Caravan (2025)
Movie 2025 Zuzana Kirchnerová

Caravan (2025)

N/A /10
100% Critics
1h 40m
Overwhelmed by motherhood, Ester steals a caravan and flees to southern Italy with her son David, with an intellectual disability. They meet a young drifter whose open heart transforms their makeshift family into something freer, lighter, and full of unexpected hope.

When Caravan premiered in the Un Certain Regard section at Cannes in May 2025, it arrived as something quietly radical: a film about escape that doesn’t romanticize running away, but instead explores what happens when we stop running and start living. Director Zuzana Kirchnerová had crafted a work that sits at the intersection of personal crisis and unexpected grace—a story about a mother who steals a caravan to flee her overwhelming life, only to discover that freedom comes not from distance, but from connection.

The setup sounds almost cinematic in its desperation: Ester, played with raw vulnerability by Anna Geislerová, is drowning in motherhood. She’s exhausted, resentful of her limitations, trapped by responsibility. So she does something impulsive and desperate—she takes a caravan and drives south with her teenage son David, who has an intellectual disability. It’s the kind of transgressive act that could easily tip into melodrama, but Kirchnerová never lets the film indulge in self-pity. Instead, she builds something more interesting: a portrait of two people learning to actually see each other.

What makes this film resonate is its refusal to sentimentalize disability. David Vodstrčil’s performance avoids the pitfalls of inspiration-narrative acting. His character isn’t there to teach Ester (and by extension, the audience) a lesson about acceptance. He’s a person—complicated, sometimes difficult, sometimes joyful. The relationship between Geislerová and Vodstrčil has a credibility that emerges from genuine interaction rather than performance. You believe these are people who’ve lived together, with all the friction and affection that entails.

The film’s tonal landscape deserves attention. At 100 minutes minutes, it moves with deliberate pacing—not rushed, but not languid either. There’s urgency without desperation. Kirchnerová uses southern Italy as more than backdrop; the landscape becomes a space where normal social rules loosen, where a makeshift family of three can exist without judgment.

> The arrival of the young drifter (Juliana Oľhová) is the narrative turning point that transforms the film from escape story into something more hopeful. This character doesn’t arrive to fix things, but to open them. Her presence allows Ester to begin understanding that parenthood doesn’t have to mean self-erasure, and that connection can be light rather than burdensome.
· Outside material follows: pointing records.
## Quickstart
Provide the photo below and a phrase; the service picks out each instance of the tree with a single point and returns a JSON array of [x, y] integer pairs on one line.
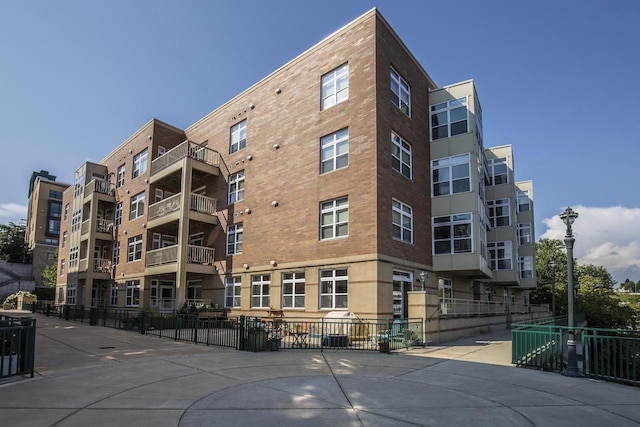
[[13, 247], [50, 275]]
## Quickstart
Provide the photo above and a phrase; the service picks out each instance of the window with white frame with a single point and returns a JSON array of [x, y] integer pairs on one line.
[[113, 295], [260, 287], [293, 290], [334, 289], [140, 163], [525, 267], [445, 290], [232, 292], [524, 202], [234, 239], [334, 218], [236, 187], [335, 87], [451, 175], [501, 255], [452, 234], [134, 250], [498, 171], [132, 296], [400, 93], [524, 233], [73, 257], [116, 254], [449, 118], [402, 221], [334, 151], [401, 158], [76, 218], [120, 176], [238, 138], [499, 212], [137, 206], [71, 294]]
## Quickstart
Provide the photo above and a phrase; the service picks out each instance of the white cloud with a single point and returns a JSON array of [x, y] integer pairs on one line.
[[12, 212], [609, 237]]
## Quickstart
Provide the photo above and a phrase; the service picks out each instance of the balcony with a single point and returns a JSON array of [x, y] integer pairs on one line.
[[168, 210], [195, 255], [187, 149]]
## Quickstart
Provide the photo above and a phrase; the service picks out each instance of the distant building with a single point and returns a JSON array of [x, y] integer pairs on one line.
[[331, 184], [43, 222]]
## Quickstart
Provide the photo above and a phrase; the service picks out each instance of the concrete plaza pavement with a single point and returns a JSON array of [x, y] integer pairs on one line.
[[96, 376]]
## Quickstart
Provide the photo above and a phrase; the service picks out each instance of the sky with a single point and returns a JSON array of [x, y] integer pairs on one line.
[[77, 78]]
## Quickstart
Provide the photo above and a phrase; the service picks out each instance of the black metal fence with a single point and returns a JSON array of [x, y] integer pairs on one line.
[[254, 334], [17, 346]]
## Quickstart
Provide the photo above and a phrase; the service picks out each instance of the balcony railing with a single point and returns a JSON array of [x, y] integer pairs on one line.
[[185, 149], [195, 255], [165, 207], [203, 204], [162, 256], [200, 255], [464, 307], [99, 186]]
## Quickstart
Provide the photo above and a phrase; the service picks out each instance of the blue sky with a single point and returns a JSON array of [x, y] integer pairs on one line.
[[556, 79]]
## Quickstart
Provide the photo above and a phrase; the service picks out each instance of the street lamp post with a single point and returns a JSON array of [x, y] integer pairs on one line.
[[568, 217], [553, 264]]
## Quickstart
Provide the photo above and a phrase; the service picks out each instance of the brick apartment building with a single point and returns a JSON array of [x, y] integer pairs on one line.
[[331, 184]]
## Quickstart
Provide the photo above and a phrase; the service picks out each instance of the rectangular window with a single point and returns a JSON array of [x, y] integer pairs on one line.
[[499, 212], [236, 187], [524, 233], [525, 267], [118, 214], [498, 171], [134, 251], [137, 206], [402, 221], [449, 118], [132, 298], [260, 285], [116, 254], [232, 292], [451, 175], [113, 295], [71, 294], [335, 87], [501, 255], [334, 218], [140, 163], [334, 289], [293, 290], [120, 176], [238, 139], [334, 151], [234, 239], [400, 155], [400, 93], [524, 202], [452, 234]]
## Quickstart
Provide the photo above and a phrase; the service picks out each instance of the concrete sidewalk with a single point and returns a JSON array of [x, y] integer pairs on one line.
[[89, 375]]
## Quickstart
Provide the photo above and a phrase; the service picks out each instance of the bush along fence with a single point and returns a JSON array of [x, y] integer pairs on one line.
[[607, 354], [17, 346], [252, 333]]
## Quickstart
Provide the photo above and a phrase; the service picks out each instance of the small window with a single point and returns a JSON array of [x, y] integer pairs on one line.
[[334, 151], [335, 87], [238, 139]]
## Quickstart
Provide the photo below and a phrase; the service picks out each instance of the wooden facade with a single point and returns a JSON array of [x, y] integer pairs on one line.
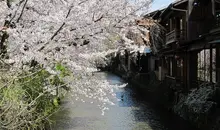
[[191, 55]]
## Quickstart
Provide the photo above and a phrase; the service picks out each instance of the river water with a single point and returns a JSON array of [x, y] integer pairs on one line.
[[128, 111]]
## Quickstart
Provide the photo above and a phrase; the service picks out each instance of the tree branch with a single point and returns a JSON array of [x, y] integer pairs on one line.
[[22, 11]]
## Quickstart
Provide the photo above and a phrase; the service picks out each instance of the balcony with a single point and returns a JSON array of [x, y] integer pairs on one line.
[[175, 35]]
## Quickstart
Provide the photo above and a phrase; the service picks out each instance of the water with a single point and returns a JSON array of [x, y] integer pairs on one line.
[[129, 112]]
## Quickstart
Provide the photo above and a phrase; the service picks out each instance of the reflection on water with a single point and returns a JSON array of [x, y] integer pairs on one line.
[[128, 113]]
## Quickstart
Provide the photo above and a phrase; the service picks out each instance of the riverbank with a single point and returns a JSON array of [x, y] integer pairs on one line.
[[199, 107], [129, 112]]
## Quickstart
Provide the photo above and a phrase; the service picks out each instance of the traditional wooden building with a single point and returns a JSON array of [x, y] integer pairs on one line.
[[190, 56]]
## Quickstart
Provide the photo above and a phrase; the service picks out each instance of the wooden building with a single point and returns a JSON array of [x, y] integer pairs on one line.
[[190, 56]]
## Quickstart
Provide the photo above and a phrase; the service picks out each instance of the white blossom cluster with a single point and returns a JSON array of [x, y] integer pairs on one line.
[[40, 26], [77, 33]]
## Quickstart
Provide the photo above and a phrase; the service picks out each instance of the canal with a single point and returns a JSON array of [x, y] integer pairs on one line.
[[120, 108]]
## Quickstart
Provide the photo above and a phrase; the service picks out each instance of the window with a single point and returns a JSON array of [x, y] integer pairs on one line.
[[207, 67]]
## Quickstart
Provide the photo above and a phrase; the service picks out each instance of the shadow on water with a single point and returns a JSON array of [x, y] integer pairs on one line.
[[130, 112], [132, 98]]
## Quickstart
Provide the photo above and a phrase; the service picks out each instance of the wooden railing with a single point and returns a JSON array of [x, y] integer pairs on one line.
[[175, 35]]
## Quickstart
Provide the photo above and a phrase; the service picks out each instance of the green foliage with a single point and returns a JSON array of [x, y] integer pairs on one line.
[[26, 100], [62, 69]]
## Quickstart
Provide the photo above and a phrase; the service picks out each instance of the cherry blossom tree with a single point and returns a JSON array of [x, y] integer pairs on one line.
[[41, 29]]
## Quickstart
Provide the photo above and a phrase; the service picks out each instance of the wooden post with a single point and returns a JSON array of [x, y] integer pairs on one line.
[[217, 64], [211, 61]]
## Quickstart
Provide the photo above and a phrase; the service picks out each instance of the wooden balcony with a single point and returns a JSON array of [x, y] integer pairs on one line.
[[175, 35]]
The collaboration between the creative team is worth noting:

  • Kirchnerová’s directorial approach privileges observation over explanation—she lets scenes breathe and characters surprise you
  • Geislerová’s performance balances Ester’s selfishness with her genuine love for her son; she’s not reformed by the story, but transformed
  • Vodstrčil and Oľhová create a dynamic that shifts the entire emotional architecture of the film
  • The production design keeps things tactile and real—no artifice, just the worn interior of a caravan and the heat of summer

Since its theatrical release in the Czech Republic on August 28, 2025, Caravan has accumulated a /10 rating from votes. These numbers tell us something important: the film doesn’t have the kind of consensus that comes from broad appeal or easy answers. It’s a film that divides viewers, which is often the mark of something saying something specific rather than universal. Some viewers find its ambiguity frustrating; others find it honest.

The film’s significance lies in how it handles themes that matter: disability representation without condescension, motherhood without glorification, and family formation that isn’t biological. It arrives at a moment when cinema is still learning how to tell these stories without falling into predetermined emotional beats. Kirchnerová refuses the obvious moves. There’s no scene where Ester breaks down and admits she was wrong. There’s no moment where David performs gratitude for his mother’s sacrifice. Instead, there’s something subtler: the quiet recognition that they can coexist with less friction when they stop demanding that each other fill the void of their own dissatisfaction.

What will matter about Caravan in the coming years isn’t box office (the film earned limited theatrical release against a undisclosed budget) but how it expands the space for films that trust their audiences to sit with complicated feelings. It doesn’t wrap itself in the language of healing or transformation because real life rarely works that cleanly. Instead, it suggests something more modest and more true: that sometimes the best we can do is travel together, and that traveling together is enough.

The film represents the kind of work that emerges from smaller film industries and regional cinemas—the Czech production, with its collaborators across Europe, made by people more interested in emotional truth than commercial calculation. As global cinema continues to contract around franchises and proven IP, films like Caravan become increasingly vital. They remind us why we watch movies at all: to see ourselves reflected, to witness human complexity, to believe that stories matter because people matter.